He said including gender identity as a protected class was never discussed in the public forum and was never shown as a class of people who needed protection from discrimination, which he said is important “because there are so many classes of people we discriminate against” but are not protected.

For instance, “if you’re an 18-year-old girl and you’re ugly” and want to get a job at a nice women’s clothing boutique in the mall, chances are she won’t get the job.

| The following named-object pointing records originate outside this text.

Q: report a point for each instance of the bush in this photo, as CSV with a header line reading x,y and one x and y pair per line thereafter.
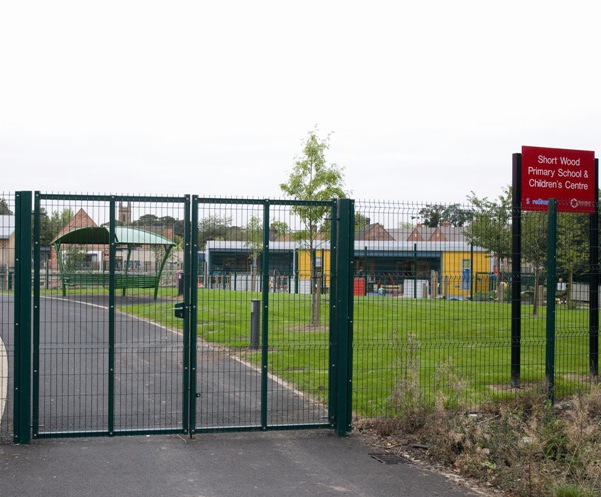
x,y
526,447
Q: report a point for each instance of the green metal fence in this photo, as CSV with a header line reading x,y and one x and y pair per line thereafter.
x,y
274,314
7,351
434,306
133,315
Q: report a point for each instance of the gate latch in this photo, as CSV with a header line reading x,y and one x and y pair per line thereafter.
x,y
179,310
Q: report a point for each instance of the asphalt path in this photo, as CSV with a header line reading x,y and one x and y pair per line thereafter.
x,y
73,396
74,390
272,464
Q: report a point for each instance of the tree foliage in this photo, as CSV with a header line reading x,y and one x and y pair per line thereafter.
x,y
312,178
490,227
434,215
4,209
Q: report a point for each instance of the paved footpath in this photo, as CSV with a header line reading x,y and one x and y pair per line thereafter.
x,y
273,464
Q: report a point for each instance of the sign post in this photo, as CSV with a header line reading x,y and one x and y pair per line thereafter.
x,y
570,177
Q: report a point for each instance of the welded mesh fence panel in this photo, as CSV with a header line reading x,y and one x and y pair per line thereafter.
x,y
433,296
277,373
101,362
7,263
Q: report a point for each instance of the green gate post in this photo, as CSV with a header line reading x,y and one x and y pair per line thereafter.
x,y
594,282
342,340
516,270
22,325
112,315
265,318
190,324
551,286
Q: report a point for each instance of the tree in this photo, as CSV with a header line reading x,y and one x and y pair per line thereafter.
x,y
534,248
4,210
572,248
490,227
434,215
255,243
312,178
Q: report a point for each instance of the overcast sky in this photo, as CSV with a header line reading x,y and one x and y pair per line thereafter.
x,y
425,101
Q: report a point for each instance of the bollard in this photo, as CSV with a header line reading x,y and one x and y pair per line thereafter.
x,y
255,323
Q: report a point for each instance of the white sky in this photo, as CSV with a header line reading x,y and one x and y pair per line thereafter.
x,y
427,100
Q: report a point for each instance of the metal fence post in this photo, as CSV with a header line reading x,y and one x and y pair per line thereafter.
x,y
594,282
22,325
344,310
551,287
265,318
516,270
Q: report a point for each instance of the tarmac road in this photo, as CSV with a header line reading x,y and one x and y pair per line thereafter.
x,y
272,464
266,464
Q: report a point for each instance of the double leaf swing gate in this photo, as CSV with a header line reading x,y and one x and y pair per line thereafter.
x,y
180,315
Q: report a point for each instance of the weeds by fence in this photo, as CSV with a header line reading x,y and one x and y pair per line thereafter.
x,y
432,291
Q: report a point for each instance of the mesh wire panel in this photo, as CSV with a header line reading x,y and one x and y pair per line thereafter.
x,y
108,363
433,290
7,262
279,375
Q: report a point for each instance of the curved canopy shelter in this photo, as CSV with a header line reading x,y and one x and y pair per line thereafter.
x,y
126,238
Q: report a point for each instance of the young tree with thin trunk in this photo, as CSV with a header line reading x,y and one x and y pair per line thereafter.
x,y
312,178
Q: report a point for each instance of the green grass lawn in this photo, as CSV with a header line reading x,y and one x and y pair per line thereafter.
x,y
459,350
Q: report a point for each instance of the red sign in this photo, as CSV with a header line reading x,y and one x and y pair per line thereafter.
x,y
565,175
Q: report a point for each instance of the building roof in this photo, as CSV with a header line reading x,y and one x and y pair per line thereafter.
x,y
93,235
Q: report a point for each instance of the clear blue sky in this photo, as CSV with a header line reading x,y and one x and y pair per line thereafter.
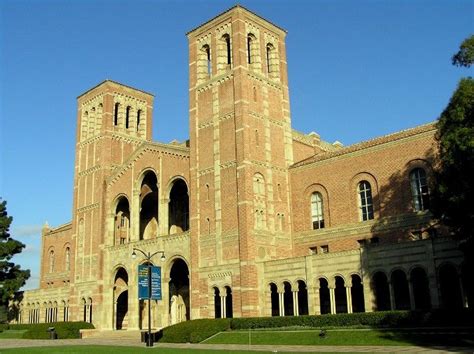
x,y
357,70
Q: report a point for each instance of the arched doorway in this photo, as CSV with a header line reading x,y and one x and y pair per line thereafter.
x,y
179,291
302,298
217,303
121,298
400,290
228,302
122,222
449,286
381,290
340,295
274,298
288,299
324,298
178,207
421,289
149,206
357,294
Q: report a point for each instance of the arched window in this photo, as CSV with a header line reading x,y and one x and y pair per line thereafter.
x,y
226,39
139,112
317,215
68,259
366,206
51,261
127,117
117,106
249,48
419,189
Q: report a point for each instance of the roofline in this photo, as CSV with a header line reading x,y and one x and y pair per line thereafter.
x,y
117,83
384,139
230,9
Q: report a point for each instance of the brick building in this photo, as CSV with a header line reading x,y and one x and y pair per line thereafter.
x,y
253,217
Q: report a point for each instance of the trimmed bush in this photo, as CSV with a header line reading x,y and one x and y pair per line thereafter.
x,y
198,330
64,330
194,331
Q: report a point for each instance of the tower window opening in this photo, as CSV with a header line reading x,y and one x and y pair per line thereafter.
x,y
227,43
127,117
249,48
139,112
117,105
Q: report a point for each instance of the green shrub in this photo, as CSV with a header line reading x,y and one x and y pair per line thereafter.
x,y
194,331
198,330
64,330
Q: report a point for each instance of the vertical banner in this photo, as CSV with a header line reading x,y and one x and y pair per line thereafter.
x,y
143,282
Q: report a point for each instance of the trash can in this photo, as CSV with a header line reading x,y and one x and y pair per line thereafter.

Discrimination against ugly people “happens 1,000 times more often” in employment than discrimination against people who gender identify as one sex or another, he said.

“The thing is, we allow it … because we don’t want to take away the rights of the employer to hire who they want.”

Clark thinks homosexuality has become an accepted alternate sexual orientation and appropriate discussion is taking place, “but when you get to those areas of gender identity or sexual expression you’re talking about something completely different.”

Thorne said there is a “tipping point” on most societal issues where a majority of people realize a certain position on a social issue is a good, progressive step and not a minority issue. “With any civil rights history there has been a progression from basic acceptance to full participation,” he said.

Mike Thorne and Jim Theberge, right, sit with their three-year-old son Nate at their home in Cape Elizabeth. If Maine’s gay rights law is repealed Nov. 8 Thorne said Maine would “be this island of intolerance in the whole Northeastern United States.”